School boards file application claiming teachers' strikes are illegal
TORONTO -- Three Ontario school boards where high school teachers have been on strike for weeks, affecting more than 70,000 students, are asking for the job actions to be declared unlawful.
In Durham Region, where secondary teachers are into their fourth week on strike, the board said it "strongly believes" it is illegal.
"It has become increasingly apparent through the language and action of the union leaders that these three strikes are related to the larger central issues and that (Ontario Secondary School Teachers' Federation) has put (Durham) teachers on a local strike based on central issues," the board wrote in a statement.
That is not allowed under a new bargaining system the Liberal government introduced last year. It separates local and central negotiating, with issues such as money and class sizes being discussed at the provincial table.
The Durham District School Board, east of Toronto, the Rainbow District School Board, in the Sudbury area, and the Peel District School Board, west of Toronto, are filing a joint application to the Ontario Labour Relations Board, asking it to declare the strikes unlawful.
"We've said, from the beginning, what we know is true: that provincial OSSTF is setting the agenda for local bargaining and that this local strike is part of their overall provincial strategy," Peel District School Board chair Janet McDougald said in a statement.

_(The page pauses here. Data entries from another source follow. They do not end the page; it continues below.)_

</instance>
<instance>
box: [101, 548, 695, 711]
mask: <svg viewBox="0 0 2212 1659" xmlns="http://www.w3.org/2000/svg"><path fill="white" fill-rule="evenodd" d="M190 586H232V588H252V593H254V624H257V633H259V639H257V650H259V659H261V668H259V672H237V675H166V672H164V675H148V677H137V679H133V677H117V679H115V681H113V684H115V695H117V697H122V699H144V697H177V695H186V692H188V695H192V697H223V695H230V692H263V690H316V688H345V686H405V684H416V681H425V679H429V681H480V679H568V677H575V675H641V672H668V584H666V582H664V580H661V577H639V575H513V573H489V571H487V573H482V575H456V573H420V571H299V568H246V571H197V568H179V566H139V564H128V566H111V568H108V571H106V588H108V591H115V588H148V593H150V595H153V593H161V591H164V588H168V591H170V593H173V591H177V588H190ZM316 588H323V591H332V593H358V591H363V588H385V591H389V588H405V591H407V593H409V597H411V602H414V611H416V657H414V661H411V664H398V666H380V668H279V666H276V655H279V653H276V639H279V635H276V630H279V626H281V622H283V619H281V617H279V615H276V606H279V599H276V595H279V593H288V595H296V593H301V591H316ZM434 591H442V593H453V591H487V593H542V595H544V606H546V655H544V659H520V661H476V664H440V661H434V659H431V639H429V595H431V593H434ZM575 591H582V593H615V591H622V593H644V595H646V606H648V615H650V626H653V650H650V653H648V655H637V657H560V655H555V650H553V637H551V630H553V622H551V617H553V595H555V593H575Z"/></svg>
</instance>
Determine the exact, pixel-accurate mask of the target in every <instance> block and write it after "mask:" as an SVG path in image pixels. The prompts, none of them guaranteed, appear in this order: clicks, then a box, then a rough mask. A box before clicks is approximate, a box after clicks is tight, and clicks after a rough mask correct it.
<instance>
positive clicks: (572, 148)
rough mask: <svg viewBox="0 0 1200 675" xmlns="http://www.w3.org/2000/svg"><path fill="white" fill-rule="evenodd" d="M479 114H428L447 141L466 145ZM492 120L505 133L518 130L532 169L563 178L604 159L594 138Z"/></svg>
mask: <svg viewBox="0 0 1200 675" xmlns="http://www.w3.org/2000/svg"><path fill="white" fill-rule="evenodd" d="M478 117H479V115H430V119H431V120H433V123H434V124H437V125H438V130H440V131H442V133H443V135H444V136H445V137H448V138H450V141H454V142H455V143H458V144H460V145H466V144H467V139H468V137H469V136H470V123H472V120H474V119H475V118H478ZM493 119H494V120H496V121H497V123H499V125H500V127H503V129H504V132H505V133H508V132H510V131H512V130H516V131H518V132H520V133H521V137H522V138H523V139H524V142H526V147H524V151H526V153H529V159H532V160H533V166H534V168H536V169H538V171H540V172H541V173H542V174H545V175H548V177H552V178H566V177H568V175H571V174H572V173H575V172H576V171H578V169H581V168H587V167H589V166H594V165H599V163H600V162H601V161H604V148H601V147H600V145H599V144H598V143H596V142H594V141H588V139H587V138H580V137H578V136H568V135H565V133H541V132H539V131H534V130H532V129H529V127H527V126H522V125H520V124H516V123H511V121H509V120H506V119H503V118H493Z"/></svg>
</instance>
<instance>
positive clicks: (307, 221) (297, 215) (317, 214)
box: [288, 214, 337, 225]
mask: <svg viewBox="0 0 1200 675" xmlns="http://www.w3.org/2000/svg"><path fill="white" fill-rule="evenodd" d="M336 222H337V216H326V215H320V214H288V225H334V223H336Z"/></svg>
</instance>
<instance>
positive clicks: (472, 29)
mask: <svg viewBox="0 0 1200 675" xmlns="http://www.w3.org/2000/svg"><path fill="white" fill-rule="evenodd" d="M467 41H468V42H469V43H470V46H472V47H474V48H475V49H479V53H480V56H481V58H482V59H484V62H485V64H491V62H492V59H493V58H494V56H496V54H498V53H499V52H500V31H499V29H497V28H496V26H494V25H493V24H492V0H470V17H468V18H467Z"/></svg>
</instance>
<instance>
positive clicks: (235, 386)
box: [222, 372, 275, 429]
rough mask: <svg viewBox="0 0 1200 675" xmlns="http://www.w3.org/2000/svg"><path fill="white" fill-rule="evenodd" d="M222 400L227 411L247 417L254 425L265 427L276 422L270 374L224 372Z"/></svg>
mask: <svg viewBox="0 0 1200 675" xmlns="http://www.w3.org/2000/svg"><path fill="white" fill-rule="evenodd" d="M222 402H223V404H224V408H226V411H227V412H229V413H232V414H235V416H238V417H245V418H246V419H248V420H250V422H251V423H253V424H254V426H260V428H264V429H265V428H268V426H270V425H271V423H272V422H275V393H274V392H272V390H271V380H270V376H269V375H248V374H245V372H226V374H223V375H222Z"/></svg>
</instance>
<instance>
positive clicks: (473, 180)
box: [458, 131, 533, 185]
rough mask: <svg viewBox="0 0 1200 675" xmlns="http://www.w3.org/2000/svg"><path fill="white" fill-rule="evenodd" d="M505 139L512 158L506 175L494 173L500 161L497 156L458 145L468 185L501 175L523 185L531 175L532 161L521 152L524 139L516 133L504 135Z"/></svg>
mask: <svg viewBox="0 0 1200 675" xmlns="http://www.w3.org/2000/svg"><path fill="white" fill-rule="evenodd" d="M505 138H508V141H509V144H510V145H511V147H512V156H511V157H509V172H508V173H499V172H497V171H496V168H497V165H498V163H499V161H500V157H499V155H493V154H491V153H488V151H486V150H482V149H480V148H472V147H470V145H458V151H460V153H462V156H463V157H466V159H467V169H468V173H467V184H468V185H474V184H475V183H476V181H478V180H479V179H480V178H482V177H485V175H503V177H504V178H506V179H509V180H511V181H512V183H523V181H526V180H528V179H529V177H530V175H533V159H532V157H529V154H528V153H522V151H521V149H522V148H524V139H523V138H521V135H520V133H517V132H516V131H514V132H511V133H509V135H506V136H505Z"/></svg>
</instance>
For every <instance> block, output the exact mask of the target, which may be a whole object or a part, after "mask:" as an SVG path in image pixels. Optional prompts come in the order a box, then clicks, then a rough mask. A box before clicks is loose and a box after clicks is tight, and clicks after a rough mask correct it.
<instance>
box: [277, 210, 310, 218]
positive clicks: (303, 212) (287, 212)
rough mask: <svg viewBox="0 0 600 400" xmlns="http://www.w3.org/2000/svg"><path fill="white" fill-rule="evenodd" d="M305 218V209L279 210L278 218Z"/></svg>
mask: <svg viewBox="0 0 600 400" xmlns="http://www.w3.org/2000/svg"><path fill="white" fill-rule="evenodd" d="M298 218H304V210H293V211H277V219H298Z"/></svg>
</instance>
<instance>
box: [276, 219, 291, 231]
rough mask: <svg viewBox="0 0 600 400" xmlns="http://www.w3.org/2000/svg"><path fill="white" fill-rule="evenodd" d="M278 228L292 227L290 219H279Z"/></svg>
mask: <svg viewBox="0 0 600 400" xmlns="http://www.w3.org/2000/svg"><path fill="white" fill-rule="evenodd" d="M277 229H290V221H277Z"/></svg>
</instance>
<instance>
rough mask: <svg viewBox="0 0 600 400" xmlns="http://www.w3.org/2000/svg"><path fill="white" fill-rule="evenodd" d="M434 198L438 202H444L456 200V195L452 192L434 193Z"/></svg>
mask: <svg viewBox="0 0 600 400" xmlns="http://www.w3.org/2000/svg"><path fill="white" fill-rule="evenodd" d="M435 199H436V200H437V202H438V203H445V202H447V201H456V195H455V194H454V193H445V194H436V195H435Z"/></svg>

"We've seen secondary teachers in each of the three boards protest issues being negotiated at the central table, particularly the central matter of class size. Our teachers need to know, and our parents and students need to know, that there is nothing we can do at our local table to impact class size decisions -- nothing."
The head of the Rainbow District School Board said in a statement that there are misconceptions that the board is trying to increase class sizes, limit prep time and freeze salaries and benefits at the local table.
"Those issues are not part of the local negotiation process. They are central issues," chair Doreen Dewar wrote.
"We have maintained from the outset that our students and their families are caught in a dispute that is really between OSSTF and the province."
Central talks between OSSTF and the province are stalled.
Ontario's public elementary school teachers began a work-to-rule strike Monday. During their job action schools will remain open and extracurricular activities and field trips continue for now, but teachers won't administer standardized tests, add comments to report cards or participate in any professional development related to Ministry of Education initiatives.